Back to the JessEm, I have a review here, and there is more information, including a video, on their web site. I'm extremely happy with it.

Woodpeckers makes beautiful tools, but they are almost always priced out of my range. I've gotten a few on sale that are quality tools though.


----------



## CL810 (Mar 21, 2010)

I prefer Glen Drake's Tite-mark. I've tried the Hamilton and find it more awkward to hold.


----------



## waho6o9 (May 6, 2011)

Jessems' marking gauge is worthy of consideration as well.










http://www.jessem.com/wood-sabre-marking-gauge.html


----------



## TheFridge (May 1, 2014)

> I prefer Glen Drake s Tite-mark. I ve tried the Hamilton and find it more awkward to hold.
> 
> - CL810


Damn.


----------



## Gilley23 (May 9, 2017)

That Woodpecker gauge is nice, but damn it's expensive.


----------



## hairy (Sep 23, 2008)

I recently got this. http://www.incrementaltools.com/INCRA_Gauge_p/ig32.htm

It replaced a combination square. It won't do big panels. Did you see that Woodpecker won't ship that 1 time tool until November. I purchased a Delve square from them last Feb, will get it some time next month.

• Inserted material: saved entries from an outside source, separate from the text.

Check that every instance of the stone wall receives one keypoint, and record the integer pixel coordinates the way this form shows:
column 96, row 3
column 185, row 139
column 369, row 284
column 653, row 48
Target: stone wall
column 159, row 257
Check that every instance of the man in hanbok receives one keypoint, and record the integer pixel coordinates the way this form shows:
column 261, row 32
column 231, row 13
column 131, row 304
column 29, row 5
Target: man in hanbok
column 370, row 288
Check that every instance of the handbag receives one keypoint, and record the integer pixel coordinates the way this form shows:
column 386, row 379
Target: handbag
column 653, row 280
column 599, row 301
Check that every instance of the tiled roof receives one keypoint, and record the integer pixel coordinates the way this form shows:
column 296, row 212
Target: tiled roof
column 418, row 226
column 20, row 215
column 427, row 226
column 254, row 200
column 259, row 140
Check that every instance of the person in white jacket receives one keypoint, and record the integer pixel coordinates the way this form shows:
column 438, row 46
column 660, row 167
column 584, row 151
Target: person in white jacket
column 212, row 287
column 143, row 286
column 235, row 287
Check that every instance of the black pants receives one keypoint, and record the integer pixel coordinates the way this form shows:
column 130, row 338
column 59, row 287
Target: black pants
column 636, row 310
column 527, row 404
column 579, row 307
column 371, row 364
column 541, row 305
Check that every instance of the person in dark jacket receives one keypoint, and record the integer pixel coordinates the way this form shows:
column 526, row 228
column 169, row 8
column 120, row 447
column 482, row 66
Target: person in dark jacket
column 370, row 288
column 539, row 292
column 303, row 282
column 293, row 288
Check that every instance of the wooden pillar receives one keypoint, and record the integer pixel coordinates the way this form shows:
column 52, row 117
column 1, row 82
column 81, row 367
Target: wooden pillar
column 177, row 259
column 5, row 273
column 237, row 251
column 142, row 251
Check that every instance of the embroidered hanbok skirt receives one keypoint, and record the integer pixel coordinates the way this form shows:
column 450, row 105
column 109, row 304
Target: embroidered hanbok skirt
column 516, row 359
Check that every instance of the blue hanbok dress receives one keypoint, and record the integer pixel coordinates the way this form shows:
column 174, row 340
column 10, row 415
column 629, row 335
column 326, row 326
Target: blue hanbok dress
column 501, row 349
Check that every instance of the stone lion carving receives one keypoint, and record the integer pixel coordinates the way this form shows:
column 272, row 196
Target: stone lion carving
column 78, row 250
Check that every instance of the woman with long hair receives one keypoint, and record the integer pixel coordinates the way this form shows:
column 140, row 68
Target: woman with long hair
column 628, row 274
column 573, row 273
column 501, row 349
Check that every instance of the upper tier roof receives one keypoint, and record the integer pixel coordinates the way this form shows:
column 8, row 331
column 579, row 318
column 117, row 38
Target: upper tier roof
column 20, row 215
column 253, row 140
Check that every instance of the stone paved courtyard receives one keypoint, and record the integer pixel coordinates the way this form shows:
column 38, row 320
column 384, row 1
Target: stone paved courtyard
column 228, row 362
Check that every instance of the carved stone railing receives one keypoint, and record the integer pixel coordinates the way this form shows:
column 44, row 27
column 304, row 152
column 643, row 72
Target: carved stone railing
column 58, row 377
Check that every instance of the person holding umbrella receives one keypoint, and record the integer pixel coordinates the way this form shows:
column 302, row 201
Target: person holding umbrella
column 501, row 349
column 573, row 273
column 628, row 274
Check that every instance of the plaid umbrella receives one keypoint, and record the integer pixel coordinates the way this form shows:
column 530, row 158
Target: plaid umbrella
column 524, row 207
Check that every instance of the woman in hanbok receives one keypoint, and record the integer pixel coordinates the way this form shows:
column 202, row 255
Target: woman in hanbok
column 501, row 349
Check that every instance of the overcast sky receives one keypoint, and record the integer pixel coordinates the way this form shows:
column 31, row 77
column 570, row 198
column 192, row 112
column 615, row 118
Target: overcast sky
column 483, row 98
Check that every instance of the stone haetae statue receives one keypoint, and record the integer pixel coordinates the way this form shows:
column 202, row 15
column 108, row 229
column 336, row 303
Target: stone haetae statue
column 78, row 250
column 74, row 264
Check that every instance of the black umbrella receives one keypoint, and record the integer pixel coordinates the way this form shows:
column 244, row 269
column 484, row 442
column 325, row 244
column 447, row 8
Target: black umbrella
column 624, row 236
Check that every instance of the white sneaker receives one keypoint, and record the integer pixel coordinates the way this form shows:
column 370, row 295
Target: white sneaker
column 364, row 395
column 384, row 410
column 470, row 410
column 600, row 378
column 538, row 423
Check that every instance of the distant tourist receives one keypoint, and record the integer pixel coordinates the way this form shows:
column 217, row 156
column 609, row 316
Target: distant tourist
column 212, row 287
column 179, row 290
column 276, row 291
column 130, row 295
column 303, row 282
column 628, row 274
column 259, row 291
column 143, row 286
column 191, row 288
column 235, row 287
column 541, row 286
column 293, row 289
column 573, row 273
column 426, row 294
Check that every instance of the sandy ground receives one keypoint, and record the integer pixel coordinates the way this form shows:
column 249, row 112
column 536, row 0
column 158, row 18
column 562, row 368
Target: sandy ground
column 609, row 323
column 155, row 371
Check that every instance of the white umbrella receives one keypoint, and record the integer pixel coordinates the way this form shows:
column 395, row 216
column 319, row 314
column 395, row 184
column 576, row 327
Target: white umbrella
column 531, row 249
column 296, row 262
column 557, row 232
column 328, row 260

http://www.woodpeck.com/delvesquare.html


----------



## pranabindu (Jun 1, 2017)

Hey y'all. Finally signed up here, after lurking for about a year. Very helpful forum.

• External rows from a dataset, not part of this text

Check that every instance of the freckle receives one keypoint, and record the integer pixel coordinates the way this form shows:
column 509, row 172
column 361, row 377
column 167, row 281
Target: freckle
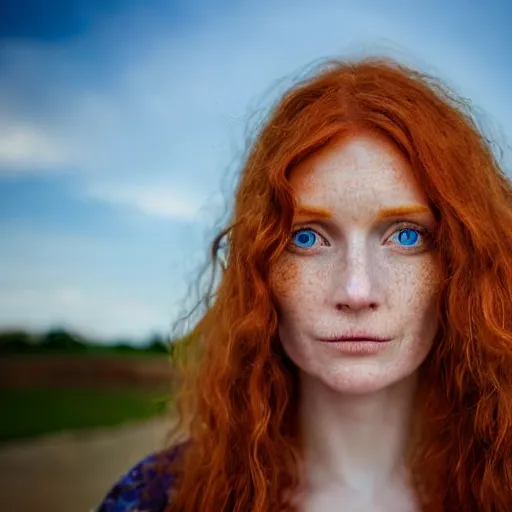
column 283, row 278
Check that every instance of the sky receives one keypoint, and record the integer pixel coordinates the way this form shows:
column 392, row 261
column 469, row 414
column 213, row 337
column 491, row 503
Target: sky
column 123, row 125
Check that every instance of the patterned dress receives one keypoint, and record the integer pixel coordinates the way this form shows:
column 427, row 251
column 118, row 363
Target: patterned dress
column 145, row 488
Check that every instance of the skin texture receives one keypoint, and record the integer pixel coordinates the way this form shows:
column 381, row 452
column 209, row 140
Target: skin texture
column 357, row 276
column 353, row 273
column 251, row 417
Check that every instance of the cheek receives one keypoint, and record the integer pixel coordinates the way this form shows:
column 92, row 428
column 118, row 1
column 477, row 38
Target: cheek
column 283, row 279
column 418, row 290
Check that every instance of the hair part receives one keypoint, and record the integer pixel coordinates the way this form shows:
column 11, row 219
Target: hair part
column 238, row 398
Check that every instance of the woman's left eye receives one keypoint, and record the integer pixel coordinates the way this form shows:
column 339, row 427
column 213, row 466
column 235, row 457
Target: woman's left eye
column 304, row 238
column 408, row 237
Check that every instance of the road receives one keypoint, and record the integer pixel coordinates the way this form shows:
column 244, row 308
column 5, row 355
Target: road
column 71, row 472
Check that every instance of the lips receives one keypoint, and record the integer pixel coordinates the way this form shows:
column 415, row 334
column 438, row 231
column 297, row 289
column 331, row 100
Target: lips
column 356, row 337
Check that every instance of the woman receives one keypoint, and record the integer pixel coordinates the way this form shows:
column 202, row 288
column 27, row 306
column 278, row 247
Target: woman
column 358, row 353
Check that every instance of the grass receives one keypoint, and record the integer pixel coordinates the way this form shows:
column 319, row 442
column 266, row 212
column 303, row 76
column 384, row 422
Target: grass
column 33, row 412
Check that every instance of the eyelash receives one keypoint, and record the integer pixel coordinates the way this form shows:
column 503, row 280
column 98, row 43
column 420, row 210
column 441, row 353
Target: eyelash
column 424, row 232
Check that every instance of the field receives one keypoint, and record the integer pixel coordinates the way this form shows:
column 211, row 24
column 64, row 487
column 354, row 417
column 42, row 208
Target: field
column 44, row 395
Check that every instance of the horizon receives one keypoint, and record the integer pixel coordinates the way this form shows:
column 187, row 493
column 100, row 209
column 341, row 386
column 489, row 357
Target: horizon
column 124, row 125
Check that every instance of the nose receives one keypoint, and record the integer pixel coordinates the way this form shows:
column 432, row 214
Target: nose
column 355, row 284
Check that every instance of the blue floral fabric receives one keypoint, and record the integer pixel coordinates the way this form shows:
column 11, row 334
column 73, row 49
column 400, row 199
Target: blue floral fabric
column 145, row 488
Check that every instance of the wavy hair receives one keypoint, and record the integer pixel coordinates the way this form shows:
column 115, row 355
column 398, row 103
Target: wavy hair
column 238, row 399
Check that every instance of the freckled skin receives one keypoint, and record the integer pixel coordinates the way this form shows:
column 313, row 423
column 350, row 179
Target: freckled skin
column 358, row 279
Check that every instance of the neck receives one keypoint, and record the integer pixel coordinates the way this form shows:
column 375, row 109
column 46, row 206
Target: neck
column 356, row 442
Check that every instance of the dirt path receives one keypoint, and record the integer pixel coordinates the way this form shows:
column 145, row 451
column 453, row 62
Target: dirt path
column 72, row 472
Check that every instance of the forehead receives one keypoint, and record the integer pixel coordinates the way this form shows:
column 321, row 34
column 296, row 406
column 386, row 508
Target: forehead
column 362, row 173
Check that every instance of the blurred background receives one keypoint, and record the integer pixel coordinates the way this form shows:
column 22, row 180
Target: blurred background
column 122, row 128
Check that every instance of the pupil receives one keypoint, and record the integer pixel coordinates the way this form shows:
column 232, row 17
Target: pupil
column 304, row 238
column 407, row 236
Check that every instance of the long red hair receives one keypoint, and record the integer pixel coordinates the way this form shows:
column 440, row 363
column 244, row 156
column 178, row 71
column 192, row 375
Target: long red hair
column 238, row 401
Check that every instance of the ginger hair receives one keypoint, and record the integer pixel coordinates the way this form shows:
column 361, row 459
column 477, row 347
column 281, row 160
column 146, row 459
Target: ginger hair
column 238, row 398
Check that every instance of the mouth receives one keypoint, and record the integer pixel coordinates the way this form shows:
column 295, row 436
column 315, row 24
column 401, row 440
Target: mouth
column 355, row 338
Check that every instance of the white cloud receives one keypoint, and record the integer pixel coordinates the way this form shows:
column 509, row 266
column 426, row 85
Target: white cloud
column 27, row 147
column 162, row 201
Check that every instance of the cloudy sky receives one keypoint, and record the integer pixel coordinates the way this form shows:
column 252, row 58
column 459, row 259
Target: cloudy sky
column 122, row 121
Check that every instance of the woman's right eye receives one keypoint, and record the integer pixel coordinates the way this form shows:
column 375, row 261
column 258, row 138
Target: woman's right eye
column 304, row 238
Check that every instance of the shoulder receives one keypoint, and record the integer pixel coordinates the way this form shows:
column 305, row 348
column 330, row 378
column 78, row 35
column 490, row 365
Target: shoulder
column 145, row 488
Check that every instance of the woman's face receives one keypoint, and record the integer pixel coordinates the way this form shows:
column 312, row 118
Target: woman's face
column 359, row 265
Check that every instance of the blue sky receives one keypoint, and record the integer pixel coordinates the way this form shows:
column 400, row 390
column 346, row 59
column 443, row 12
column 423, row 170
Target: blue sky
column 122, row 123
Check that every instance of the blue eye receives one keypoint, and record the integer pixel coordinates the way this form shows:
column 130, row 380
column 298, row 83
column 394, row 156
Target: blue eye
column 408, row 237
column 304, row 238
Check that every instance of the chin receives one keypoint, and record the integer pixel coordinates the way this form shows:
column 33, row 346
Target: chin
column 359, row 381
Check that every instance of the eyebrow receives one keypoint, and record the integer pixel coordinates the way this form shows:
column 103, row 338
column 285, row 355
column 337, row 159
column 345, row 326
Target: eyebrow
column 313, row 211
column 399, row 211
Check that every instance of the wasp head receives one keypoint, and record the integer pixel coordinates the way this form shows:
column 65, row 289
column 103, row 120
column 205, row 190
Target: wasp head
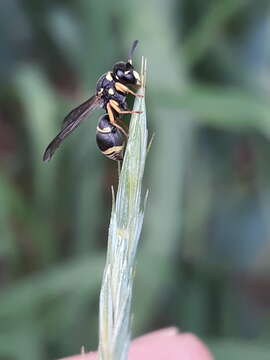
column 125, row 73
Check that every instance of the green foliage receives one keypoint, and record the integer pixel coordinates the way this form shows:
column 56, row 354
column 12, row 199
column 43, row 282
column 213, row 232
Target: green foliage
column 203, row 263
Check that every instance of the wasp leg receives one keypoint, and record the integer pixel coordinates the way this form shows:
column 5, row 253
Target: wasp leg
column 125, row 89
column 114, row 105
column 112, row 120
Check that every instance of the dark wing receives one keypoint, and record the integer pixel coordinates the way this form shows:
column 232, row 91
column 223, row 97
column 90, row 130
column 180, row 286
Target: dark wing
column 70, row 122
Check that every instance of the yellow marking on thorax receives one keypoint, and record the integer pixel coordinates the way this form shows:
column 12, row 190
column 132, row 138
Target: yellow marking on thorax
column 136, row 75
column 109, row 76
column 100, row 91
column 105, row 130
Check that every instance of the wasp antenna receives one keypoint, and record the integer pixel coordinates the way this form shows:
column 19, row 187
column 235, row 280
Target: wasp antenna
column 131, row 51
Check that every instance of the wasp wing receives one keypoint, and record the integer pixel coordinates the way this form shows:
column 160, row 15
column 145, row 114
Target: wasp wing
column 70, row 122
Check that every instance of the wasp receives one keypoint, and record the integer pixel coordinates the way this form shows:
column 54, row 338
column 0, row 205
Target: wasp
column 111, row 91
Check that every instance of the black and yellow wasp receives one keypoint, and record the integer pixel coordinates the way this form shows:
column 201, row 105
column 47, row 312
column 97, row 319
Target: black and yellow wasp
column 111, row 91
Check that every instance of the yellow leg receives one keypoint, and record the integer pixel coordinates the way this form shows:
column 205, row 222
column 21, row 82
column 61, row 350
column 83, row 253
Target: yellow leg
column 112, row 120
column 125, row 89
column 117, row 108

It looks like the cutting wheel on the Woodpeckers gauge does not rotate. It is my understanding that the wheel on the Veritas gauge does rotate as it is "rolled" over the face being marked. That Jessem gauge has me drooling, but I'd like to know whether the wheel on it rotates as it marks. Do any of you know whether it rotates?

Having never used a marking gauge, my intuition tells me that the rotating wheel would be easier to use. Any thoughts on this issue?

Thanks for any help you might throw my way.


----------



## wapakfred (Jul 29, 2011)

The wheel on the Veritas gauge does not rotate in use.


----------



## RichT (Oct 14, 2016)

> Hey y all. Finally signed up here, after lurking for about a year. Very helpful forum.
> 
> It looks like the cutting wheel on the Woodpeckers gauge does not rotate. It is my understanding that the wheel on the Veritas gauge does rotate as it is "rolled" over the face being marked. That Jessem gauge has me drooling, but I d like to know whether the wheel on it rotates as it marks. Do any of you know whether it rotates?
> 
> ...


The JessEm wheel does not rotate. Regarding ease of use, the wheel is supposed to cut a line. If it rotated, it would be pressing into the wood, which I believe would be less effective.

You won't be disappointed with the JessEm. There are other excellent gauges, but the ability of the JessEm to set a precise measurement, as well as the ability to use it traditionally and set it to the depth of, say, a tenon face, makes it extremely versatile.


----------



## pranabindu (Jun 1, 2017)

I must be thinking of a different gauge with rotating wheel. I'll go for the JessEm - it will be my first tool from them. Thanks for the help!


----------



## TheFridge (May 1, 2014)

They call them wheel gauges but I haven't met one yet that rotates. I don't believe any of them do.


----------



## pranabindu (Jun 1, 2017)

This must be the one I was thinking of: http://www.rockler.com/rockler-wheel-marking-gauge


----------



## WelshDog (Jul 17, 2015)

These gauges are pretty nice: 
http://www.thebestthings.com/newtools/outils_cullen_tools.htm


----------